Practical ML session for the 12th International Workshop on Virus Evolution and Molecular Epidemiology, Athens, 2006

    http://www.cibiv.at/~hschmidt/veme/


    Slides and Software

    • Slides of the PhyloInfo session.
    • The software can be downloaded from here.

    The exercise:


    1. Try to find out whether sequence 1 (SouthCarolina1918) clusters with human (h*), swine (s*), or avian (a*) viruses with likelihood mapping.
      flu-a-full.phy or
      flu-a-1000.phy

      Hint: We will examine this partial dataset on the Spanish Flu (South Carolina, 1918) from Worobey et al. (2002; DOI: 10.1126/science.296.5566.211a) using a 4-cluster likelihood mapping. Start tree-puzzle in the same directory as the dataset - enter the dataset name when prompted for. We switch the type of analysis to likelihood mapping ('b') and group sequences into 4 clusters ('g'):

      • avian/bird virus sequences (starting with 'a') to cluster A
      • swine/pig virus sequences (starting with 's') to cluster B
      • human virus sequences (starting with 'h') to cluster C
      • Spanish Flu virus (SouthCarolina1918) to cluster D
      • (sequences can be excluded from analysis by assigning them to X - not needed here!)
      Start the analysis by typing 'y'.
      The results will be found in flu-a-full.phy.puzzle or flu-a-1000.phy.puzzle the likelihood mapping plot in flu-a-full.phy.eps. or flu-a-1000.phy.eps.

    2. Run an tree reconstruction of flu-a-full-test.phy. Run an tree reconstruction of flu-a-full-test.phy. Identify the the outlier, remove it from the dataset. And re-analyse it with IQPNNI and TREE-PUZZLE.

      Hint:

      • Start tree-puzzle in the same directory as the dataset - enter the dataset name when prompted for. (You might change parameters like the model of evolution.) Examine the output in flu-a-full-test.phy.puzzle with a text editor. Find out especially in the QUARTET STATISTICS part about the most unresolved/partly resolved species and remove it from it the dataset. Save the new alignment as flu-a-new.phy.
      • Start IQPNNI in the same directory as the dataset - enter the dataset name flu-a-new.phy when prompted for... and reconstruct an ML tree. The tree can be found in flu-a-new.phy.iqpnni.treefile. Examine it with treeview. Note: that this tree has no support values.
      • Start tree-puzzle in the same directory as the dataset - enter the dataset flu-a-new.phy name when prompted for... and re-do the analysis. Compare this tree and its support values with the tree reconstructed before with IQPNNI. Are there groups which cannot be found in both trees. Which groups are supported by tree-puzzle support values with less then 70%.

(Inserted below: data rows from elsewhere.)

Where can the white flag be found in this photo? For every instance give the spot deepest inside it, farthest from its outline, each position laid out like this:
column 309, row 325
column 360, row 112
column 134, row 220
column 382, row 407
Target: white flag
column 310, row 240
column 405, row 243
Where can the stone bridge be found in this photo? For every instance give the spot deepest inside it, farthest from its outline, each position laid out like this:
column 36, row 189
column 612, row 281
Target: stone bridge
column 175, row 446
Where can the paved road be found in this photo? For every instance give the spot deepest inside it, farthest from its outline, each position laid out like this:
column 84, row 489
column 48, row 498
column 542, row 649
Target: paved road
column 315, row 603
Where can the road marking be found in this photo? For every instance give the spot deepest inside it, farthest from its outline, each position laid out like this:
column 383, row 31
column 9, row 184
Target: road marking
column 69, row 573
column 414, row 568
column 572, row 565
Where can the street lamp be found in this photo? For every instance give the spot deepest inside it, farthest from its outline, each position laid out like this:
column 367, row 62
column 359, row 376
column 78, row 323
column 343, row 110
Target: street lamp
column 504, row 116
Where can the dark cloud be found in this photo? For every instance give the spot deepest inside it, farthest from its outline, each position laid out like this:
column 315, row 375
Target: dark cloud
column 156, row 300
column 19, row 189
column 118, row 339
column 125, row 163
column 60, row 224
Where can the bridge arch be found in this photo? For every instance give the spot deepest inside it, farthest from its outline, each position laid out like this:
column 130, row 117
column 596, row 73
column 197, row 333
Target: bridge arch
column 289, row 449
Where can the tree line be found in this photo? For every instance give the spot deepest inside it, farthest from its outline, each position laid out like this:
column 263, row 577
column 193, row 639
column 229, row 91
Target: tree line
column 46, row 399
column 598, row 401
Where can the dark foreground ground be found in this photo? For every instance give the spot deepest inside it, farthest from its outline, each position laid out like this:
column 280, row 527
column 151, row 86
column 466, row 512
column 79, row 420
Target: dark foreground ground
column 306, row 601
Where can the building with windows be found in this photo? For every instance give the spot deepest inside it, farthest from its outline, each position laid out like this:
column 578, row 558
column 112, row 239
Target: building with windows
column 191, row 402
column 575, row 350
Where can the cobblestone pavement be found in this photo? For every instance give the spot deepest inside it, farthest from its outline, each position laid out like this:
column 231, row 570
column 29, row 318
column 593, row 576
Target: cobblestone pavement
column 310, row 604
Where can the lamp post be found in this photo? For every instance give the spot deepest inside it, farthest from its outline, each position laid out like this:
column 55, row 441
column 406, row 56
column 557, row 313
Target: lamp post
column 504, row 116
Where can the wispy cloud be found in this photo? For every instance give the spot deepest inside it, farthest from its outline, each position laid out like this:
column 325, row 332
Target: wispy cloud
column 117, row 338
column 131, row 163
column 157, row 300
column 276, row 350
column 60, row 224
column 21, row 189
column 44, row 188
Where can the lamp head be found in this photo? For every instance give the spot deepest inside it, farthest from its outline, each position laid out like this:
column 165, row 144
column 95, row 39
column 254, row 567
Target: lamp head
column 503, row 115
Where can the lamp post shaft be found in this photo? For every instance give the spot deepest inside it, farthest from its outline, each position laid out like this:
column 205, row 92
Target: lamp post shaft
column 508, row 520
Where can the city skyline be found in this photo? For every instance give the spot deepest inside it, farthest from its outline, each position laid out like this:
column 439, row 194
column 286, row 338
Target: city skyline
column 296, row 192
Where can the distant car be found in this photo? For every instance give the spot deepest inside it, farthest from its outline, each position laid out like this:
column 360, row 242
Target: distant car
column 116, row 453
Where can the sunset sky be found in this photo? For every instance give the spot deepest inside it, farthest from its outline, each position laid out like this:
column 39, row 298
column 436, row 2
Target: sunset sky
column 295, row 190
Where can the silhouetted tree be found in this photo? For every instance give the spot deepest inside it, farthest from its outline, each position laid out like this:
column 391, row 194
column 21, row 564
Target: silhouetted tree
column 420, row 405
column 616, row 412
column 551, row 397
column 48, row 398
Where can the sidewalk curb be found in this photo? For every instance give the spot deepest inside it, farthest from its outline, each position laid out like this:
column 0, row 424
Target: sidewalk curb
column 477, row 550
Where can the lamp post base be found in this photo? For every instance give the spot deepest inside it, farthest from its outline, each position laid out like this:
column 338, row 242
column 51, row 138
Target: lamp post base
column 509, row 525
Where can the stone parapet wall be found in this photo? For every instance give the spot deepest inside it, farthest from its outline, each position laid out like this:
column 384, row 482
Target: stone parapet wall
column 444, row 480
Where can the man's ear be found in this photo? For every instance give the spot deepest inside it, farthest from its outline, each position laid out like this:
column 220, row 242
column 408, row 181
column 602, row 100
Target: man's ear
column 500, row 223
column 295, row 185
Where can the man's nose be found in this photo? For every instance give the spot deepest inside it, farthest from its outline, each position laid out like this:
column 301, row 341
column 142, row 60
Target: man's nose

    3. Evaluate and test the trees in flu-a-full.trees (with the alignment file flu-a-full.phy or flu-a-1000.phy). Is there a clearly supported tree?

      Hint: We start tree-puzzle in the same directory as the dataset - enter the dataset name when prompted for, and the treefile as well later. To test trees on a dataset switch the tree search procedure to evaluate user defined trees ('k'). Change option to use neighbor-joining tree ('x') for parameter estimation. Start the analysis by typing 'y'.

      Examine the results in flu-a-full.phy.puzzle or flu-a-1000.phy.puzzle with a text editor. At the end is a table of results from three different tests (Kishino-Hasegawa test, Shimodaira-Hasegawa test, Expected Likelihood Weights) containing all the trees, with those being marked by '-' which are significantly worse than the best tree while those with '+' are not.

      There is a good overview and discussion on testing trees by Golman et al. (2000; DOI: 10.1080/106351500750049752 and there are free copies found by google).